De olho no rock and roll e no pré-sal

Segmento de rental de máquinas e equipamentos para construção aposta no crescimento do mercado brasileiro

O Brasil vive um momento de forte expectativa no segmento de locação de máquinas. Com a expansão dos investimentos em obras de infraestrutura, e o grande número de projetos, o parque de máquinas nacional terá de suprir uma demanda em acentuada curva de crescimento. A alternativa é proposta pelo segmento do rental, que ocupa hoje cerca de 20% do mercado brasileiro. Nos países desenvolvidos, essa margem chega a 80%.

“Daí uma grande margem para o crescimento”, destaca Paulo Esteves, diretor da Solaris, empresa com atuação 100% focada no rental.  Para ele, o mercado de locação tem tudo para deslanchar no Brasil, nos próximos anos, graças à proximidade dos grandes eventos desportivos, como Copa de 2014 e Jogos Olímpicos, bem como a grande agenda de projetos de mobilidade urbana e de infraestrutura que o País tem na ordem do dia.

Paulo Esteves destaca, nessa entrevista para a Revista Grandes Construções, a importância, para o aquecimento do segmento de locação de máquinas para construção, da inclusão do Brasil no roteiro dos grandes shows de astros internacionais do rock e da música pop, e a grande demanda por soluções para a cadeia de produção de petróleo e gás, produzidos no pré-sal.

Grandes Construções – Neste momento, como está o comportamento do mercado de locação no Brasil?

Paulo Esteves – A locação sempre teve uma participação muito tímida em países como o Brasil e nos países emergentes. Mas a partir de 2008, esse mercado, notadamente no Brasil, começou a ter um forte impulso, a partir da consolidação dos projetos de infraestrutura, resultando no aumento da oferta de produtos e também dos próprios investimentos no setor.
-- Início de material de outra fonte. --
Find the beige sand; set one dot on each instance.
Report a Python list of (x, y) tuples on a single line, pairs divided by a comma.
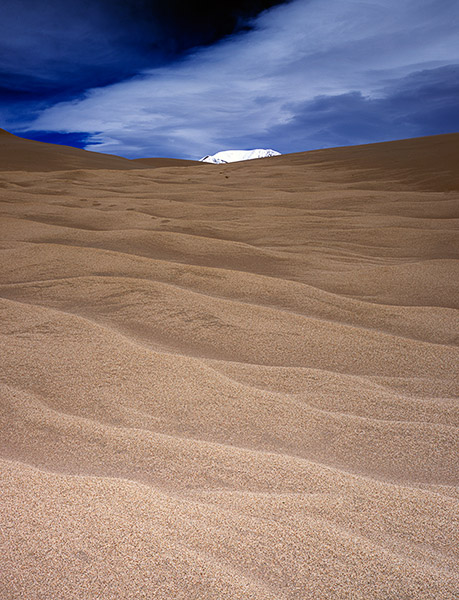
[(229, 381)]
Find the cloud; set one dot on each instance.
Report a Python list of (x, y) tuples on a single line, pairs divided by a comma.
[(310, 74)]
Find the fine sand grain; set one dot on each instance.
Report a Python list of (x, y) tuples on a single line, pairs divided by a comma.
[(229, 382)]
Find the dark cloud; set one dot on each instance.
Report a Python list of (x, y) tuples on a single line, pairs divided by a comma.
[(308, 74), (56, 48)]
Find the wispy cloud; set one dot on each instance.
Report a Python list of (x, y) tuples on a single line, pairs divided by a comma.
[(311, 74)]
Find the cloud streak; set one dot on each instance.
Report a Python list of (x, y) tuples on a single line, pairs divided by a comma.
[(310, 74)]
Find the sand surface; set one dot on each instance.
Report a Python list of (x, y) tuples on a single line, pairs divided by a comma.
[(229, 382)]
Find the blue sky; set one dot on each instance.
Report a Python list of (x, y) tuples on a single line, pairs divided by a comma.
[(128, 79)]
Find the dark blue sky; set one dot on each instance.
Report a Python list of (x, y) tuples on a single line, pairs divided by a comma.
[(184, 79)]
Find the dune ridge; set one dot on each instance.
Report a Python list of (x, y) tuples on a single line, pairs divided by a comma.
[(229, 381)]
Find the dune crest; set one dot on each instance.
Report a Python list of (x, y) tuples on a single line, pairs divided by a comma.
[(234, 381)]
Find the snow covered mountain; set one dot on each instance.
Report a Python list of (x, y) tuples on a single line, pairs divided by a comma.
[(236, 155)]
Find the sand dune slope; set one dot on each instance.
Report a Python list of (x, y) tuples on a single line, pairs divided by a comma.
[(229, 381)]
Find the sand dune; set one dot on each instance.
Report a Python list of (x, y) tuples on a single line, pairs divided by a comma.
[(229, 381)]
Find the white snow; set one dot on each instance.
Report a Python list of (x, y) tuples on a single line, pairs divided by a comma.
[(237, 155)]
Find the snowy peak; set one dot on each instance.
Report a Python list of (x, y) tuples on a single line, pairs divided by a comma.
[(237, 155)]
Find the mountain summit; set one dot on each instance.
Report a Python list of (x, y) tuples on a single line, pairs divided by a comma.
[(237, 155)]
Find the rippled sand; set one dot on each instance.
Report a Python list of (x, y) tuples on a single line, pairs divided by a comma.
[(229, 381)]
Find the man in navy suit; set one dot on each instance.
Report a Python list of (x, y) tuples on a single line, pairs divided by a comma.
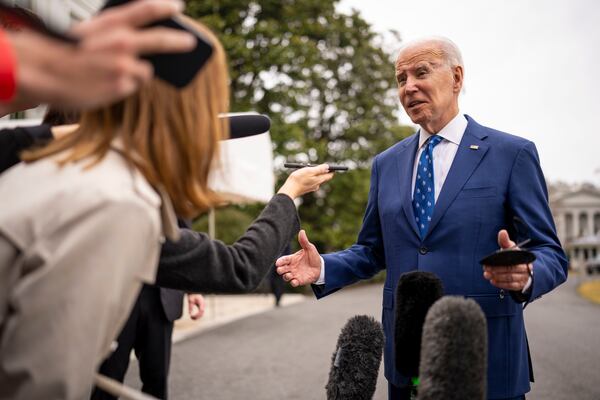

Há um indicador no setor, chamado rental penetration, que aponta o percentual das máquinas que são vendidas ao mercado e que percentual desses se dirige a empresas de locação. O país mais desenvolvido do mundo nesse mercado de locação, de acordo com esse indicador, é a Inglaterra, com um número que chega a 80%. Ou seja, 80% de todo o equipamento vendido ao mercado britânico, sobretudo no setor de construção, é direcionado para as empresas de locação. No Japão esse índice chega a 60%, enquanto que nos Estados Unidos ele fica entre 40 e 45%. Aqui no Brasil, ainda não temos dados muito consolidados sobre isso. Mas eu estimo que esteja em cerca de 20%, dependendo do tipo de equipamento.